For years people have talked about the risks of playing computer games, but now there’s a great reason to keep on gaming. With recent advances in AI technology, video games now provide the perfect setting for artificial intelligence to train.
Since AI relies on vast amounts of data to be successful, the more you play, the more opportunities you create for computer science to break new ground in the quest to understand how the human mind works.

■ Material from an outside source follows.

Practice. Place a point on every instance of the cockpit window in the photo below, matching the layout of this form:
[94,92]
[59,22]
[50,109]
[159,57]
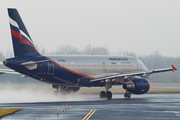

It may seem surprising, but gameplay importance within AI has always been central. Although it might not seem important to learn how to make a computer intelligent enough to beat a human at a game, it is an easy way to quantify the effectiveness of AI algorithms and can lead to breakthroughs beyond gaming.
The first game researchers sought to teach AI to master was chess using a brute-force method of learning whereby millions of moves and sequences were analysed before every move. When this AI method finally beat a human world chess champion in 1996 many believed it would take a century for AI to master more complex games, such as the Chinese game ‘Go’ due to the fact it has more possible moves than atoms in the universe.
This didn’t put Google off trying though, and in just 20 years they had designed ‘AlphaGo that beat the world Go champion 4-1 in a best of five contest. However, this AI was designed entirely differently and focused its energy learning the way humans play, rather than analysing every possible combination to play. This has also opened the doors to the next frontier of teaching AI to deal with real-time decisions and incomplete information.
Lessons from gaming
Lessons from gaming have helped computer scientists take AI to the new levels beyond the boundaries of gaming. A pivotal branch to develop has been the development of new ways to work with language. As AI has become increasingly intelligent and more and more data has been collected and tagged online Natural Language Processing (NLP) and even Natural Language Generating has become possible.
This has implications for almost every industry as AI reaches the stage of a neural network that is capable of learning on its own and make connections without relying on pre-defined algorithms. AI has begun to be used in the legal world, to assist doctors with diagnoses, improve cybersecurity, and even improve weather forecasting to make blaming it on the weatherman a thing of the past.
How has AI learned so quickly?
With the explosion of the internet and the advances in smart-phones, we are almost all feeding into AI learning every single day. One example is the “Captcha” prompt that often appears when filling in forms requesting you to prove your humanity. However, Google Captcha is using humans to train by helping computers learn the answers to questions it can’t answer alone and distributing the effort across the globe.
The “reCAPTCHA” programme was designed in 2007 and has already been able to digitise the entire archive of books in Googles Books records and has now moved on to digitizing imagery by using snippets from Google street view. As more and more images are tagged and fed to Googles AI, the more effective it becomes at understanding what’s what from imagery as well as words. This understanding is directly feeding into the advances in driverless cars.
How is AI being used today?
So if the written word has already been mastered and imagery is on the cards, what about the spoken word? How else are apps and the internet making use of data to change how we all experience today? Here are some of the top apps using AI in innovative ways that you are probably already using:
- Siri & Alexa Both Siri and Alexa are laying the groundwork for understanding natural language in the spoken form while also offering us immediate assistance by providing directions and organising our calendars as well as making it easier to listen to our favourite songs and turn our homes into smart ones. Machine-learning technology used by these AI’s means they get more intelligent, at least in the ‘knowing more’ sense, the more we interact with them.
- Netflix The rise of Netflix has been nothing short of meteoric, and this is in no small part due to its creative use of Artificial Intelligence. Using customer reactions to films and analysing billions of records it can suggest movies based on the reactions of previous viewers. The downside of Netflix’s AI is that it leads to clusters around bigger movies and does not adequately balance this in its methodology.
- Tesla These amazing cars are no longer just a way to get from a to b while looking great. All Tesla’s now send data directly to the cloud so if you are wondering ‘can voice assistants in cars gather human input?’ The answer is well and truly yes. However, it is also picking up on driver movements and external data to help build the data required to bring safe driving driverless cars to the roads.
- Pandora & Spotify Just like Netflix, these apps are changing the way we connect with entertainment by enabling past human experiences to guide future expectations. Pandora’s AI is particularly interesting as they first use manual analysis of songs by professional musicians to understand the DNA of songs and help make their recommendations.
- Amazon Amazon has gone from Jeff Bezos’s basement in 1994 to him being richer than Bill gates in 2019 with a net worth estimated at over $110 billion. A key component of this growth has been its use of AI in its transactions. This has helped it to learn what we are interested in based our previous purchases and online activity and they even hope to be able to start preparing to ship products to us before we’ve realised we want them soon.
Playing games has not always been something we are encouraged to spend more time on, but this is an erroneous decision. The more we play games and interact with AI in different ways, the quicker we will see the many advance AI offers, from saving lives in healthcare to driverless cars on the road, AI is bringing the future into the present day.